SOURCE: Matsuda K, Sharma D, Schonfeld AR, Kwatra SG. Gabapentin and pregabalin for the treatment of chronic pruritus. J Am Acad Dermatol 2016;75:619-625.
Clinicians usually are successful when they treat pruritus with antihistamines. Some categories of pruritus prove somewhat refractory to intervention, such as uremic pruritus and neurogenic pruritus. When traditional antihistamines (e.g., diphenhydramine, hydroxyzine, cetirizine, loratadine) have failed, what else might work?

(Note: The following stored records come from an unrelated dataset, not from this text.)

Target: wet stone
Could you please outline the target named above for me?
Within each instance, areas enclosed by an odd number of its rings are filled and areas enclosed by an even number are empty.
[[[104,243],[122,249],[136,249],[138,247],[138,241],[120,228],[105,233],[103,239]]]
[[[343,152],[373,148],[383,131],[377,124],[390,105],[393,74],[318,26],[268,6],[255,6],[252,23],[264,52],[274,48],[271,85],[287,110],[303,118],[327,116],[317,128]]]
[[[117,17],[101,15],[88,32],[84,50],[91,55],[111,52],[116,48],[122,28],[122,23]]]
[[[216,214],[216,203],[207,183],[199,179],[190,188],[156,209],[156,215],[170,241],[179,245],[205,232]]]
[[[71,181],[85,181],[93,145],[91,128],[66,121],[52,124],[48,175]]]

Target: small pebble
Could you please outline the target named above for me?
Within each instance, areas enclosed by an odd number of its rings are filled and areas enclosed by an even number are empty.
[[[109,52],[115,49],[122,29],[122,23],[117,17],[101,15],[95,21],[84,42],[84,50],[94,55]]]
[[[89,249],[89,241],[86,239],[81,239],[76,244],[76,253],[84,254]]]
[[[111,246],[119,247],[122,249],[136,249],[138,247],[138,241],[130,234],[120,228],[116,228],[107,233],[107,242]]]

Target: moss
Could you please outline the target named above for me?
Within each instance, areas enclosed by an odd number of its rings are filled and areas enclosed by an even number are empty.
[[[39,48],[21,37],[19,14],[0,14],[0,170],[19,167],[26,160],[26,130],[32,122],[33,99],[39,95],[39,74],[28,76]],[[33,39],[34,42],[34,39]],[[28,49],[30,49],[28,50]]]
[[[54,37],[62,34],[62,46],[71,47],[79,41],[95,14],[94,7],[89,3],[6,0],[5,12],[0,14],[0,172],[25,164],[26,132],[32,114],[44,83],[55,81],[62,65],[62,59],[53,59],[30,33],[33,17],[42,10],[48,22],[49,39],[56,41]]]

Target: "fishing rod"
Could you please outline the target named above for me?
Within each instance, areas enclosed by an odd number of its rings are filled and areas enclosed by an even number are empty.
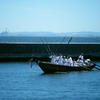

Gabapentin and pregabalin are analogues of gamma-aminobutyric acid, but do not actually interact with gamma-aminobutyric acid receptors. They generally are well tolerated, and although originally investigated for their antiepileptic potential, the authors addressed 37 different randomized, controlled trials of gabapentin, pregabalin, or the combination in a variety of different itch syndromes. Gabapentin and pregabalin were demonstrated to produce substantial clinical success in syndromes as far ranging as uremic pruritus, notalgia paresthetica, post-spinal cord pruritus, and cancer chemotherapy-related pruritus.
The tolerability of gabapentin and pregabalin was reflected in the modest discontinuation rates due to adverse effects (6-8%). Although most of the trials were small and lacked long-term follow-up, the promising results support consideration of gabapentin, pregabalin, or both for patients presenting with refractory pruritus.